THE BIG NOWHERE by James Ellroy

Tap, tap, tap. Jump, jump, jump.

Dudley Smith was a big white man with a bone-deep cruel streak. He joined the grand jury team out of a desire to keep incriminating Sleepy Lagoon testimony kiboshed, thinking that with access to witnesses and case paperwork, he could get the jump on damaging evidence about to come out. Hartshorn’s zoot stick call to Mike Breuning scared him; he and Breuning or one of them alone drove over from Wilshire Station to talk to the man; Hartshorn got suspicious. Either premeditatedly or on the spur of the moment, Smith and/or Breuning killed him, faking a suicide. Tap, tap, tap-thunder loud–with the door still closed on the most important question: How did Smith killing José Diaz, his attempts to keep possible evidence quashed and his killing Charles Hartshorn connect to the Goines/Wiltsie/Lindenaur/Duarte murders? And why did Smith kill Diaz?

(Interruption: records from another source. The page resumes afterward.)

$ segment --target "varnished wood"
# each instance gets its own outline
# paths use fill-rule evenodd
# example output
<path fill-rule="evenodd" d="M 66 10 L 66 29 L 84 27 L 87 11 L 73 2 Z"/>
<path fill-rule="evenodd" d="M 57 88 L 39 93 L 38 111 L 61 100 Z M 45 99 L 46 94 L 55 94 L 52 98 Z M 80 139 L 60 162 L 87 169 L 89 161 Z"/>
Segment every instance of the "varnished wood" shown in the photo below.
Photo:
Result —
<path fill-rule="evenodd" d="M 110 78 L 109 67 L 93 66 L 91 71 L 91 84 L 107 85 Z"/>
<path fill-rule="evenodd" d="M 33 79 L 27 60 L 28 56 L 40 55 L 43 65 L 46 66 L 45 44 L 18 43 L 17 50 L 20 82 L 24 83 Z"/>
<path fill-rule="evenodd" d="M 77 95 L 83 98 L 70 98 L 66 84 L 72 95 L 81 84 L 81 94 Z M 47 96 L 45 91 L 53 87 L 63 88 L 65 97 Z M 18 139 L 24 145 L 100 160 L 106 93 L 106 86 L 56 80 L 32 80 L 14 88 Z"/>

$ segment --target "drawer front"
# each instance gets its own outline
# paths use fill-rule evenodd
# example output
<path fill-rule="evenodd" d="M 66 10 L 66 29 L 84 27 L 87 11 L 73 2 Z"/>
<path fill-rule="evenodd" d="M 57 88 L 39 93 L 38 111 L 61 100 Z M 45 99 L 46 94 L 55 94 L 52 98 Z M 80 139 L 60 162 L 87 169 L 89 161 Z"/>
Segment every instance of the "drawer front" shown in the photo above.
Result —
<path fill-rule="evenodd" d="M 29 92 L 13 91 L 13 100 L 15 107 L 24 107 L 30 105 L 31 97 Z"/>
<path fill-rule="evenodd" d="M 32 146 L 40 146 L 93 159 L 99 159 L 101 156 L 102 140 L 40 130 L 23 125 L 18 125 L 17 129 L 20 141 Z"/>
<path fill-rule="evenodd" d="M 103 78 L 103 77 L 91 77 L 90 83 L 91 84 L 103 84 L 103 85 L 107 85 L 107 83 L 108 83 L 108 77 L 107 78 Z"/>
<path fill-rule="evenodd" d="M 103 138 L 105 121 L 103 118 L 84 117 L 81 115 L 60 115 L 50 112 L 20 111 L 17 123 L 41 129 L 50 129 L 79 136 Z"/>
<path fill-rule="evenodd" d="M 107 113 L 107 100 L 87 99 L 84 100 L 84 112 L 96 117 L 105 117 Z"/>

Danny looked around at set doors spilling glimpses: the wild west, jungle swampland, trees in a forest. He said, “Vaya con Dios,” left Duarte sitting there and drove home to hit the grand jury file, thinking he’d finally made detective in the eyes of Maslick and Vollmer. He walked in his building, light as air; he pushed the elevator button and heard footsteps behind him. Turning, he saw two big men with guns drawn. He reached for his own gun, but a big fist holding a set of big brass knucks hit him first.

o o o

He came awake handcuffed to a chair. His head was woozy, his wrists were numb and his tongue felt huge. His eyes homed in on an interrogation cubicle, three fuzzy men seated around a table, a big black revolver lying square in the middle. A voice said, “.38’s are standard issue for your Department, Upshaw. Why do you carry a .45?”

Danny blinked and coughed up a bloody lunger; he blinked again and recognized the voice man: Thad Green, LAPD Chief of Detectives. The two men flanking Green fell into focus; they were the biggest plainclothes cops he’d ever seen.

“I asked you a question, Deputy.”

Danny tried to remember the last time he had a drink, came up with Chinatown and knew he couldn’t have gone crazy while fried on bonded. He coughed dry and said, “I sold it when I made detective.”

Green lit a cigarette. “That’s an interdepartmental offense. Do you consider yourself above the law?”

“No!”

“Your friend Karen Hiltscher says otherwise. She says you’ve manipulated her for special favors ever since you made detective. She told Sergeant Eugene Niles you broke into 2307 Tamarind and knew that two murder victims had recently been killed there. She told Sergeant Niles that your story about a girlfriend near the doughnut stand on Franklin and Western is a lie, that she phoned you the information off the City air. Niles was going to inform on you, Deputy. Did you know that?”

Danny’s head woozed. He swallowed blood; he recognized the man to Green’s left as the knuck wielder. “Yeah. Yes, I knew.”

Green said, “Who’d you sell your .38 to?”

“A guy in a bar.”

“That’s a misdemeanor, Deputy. A criminal charge. You really don’t care much for the law, do you?”

“Yes, yes, I care! I’m a policeman! Goddamn it, what is this!”

The knuck man said, “You were seen arguing with a known homo procurer named Felix Gordean. Are you on his payroll?”

“No!”

“Mickey Cohen’s payroll?”

“No!”

Green took over. “You were given command of a Homicide team, a carrot for your grand jury work. Sergeant Niles and Sergeant Mike Breuning found it very strange that a smart young officer would be so concerned about a string of queer slashes. Would you like to tell us why?”

“No! What the fuck is this! I B&E’d Tamarind! What do you fucking want from me!”

The third cop, a huge bodybuilder type, said, “Why did you and Niles trade blows?”

“He was ditzing me with Tamarind Street, threatening to rat me.”

“So that made you mad?”

“Yes.”

“Fighting mad?”

“Yes!”

Green said, “We heard a different version, Deputy. We heard Niles called you a queer.”

Danny froze, reached for a comeback and kept freezing. He thought of ratting Dudley and kiboshed it–they’d never believe him–yet. “If Niles said that, I didn’t hear it.”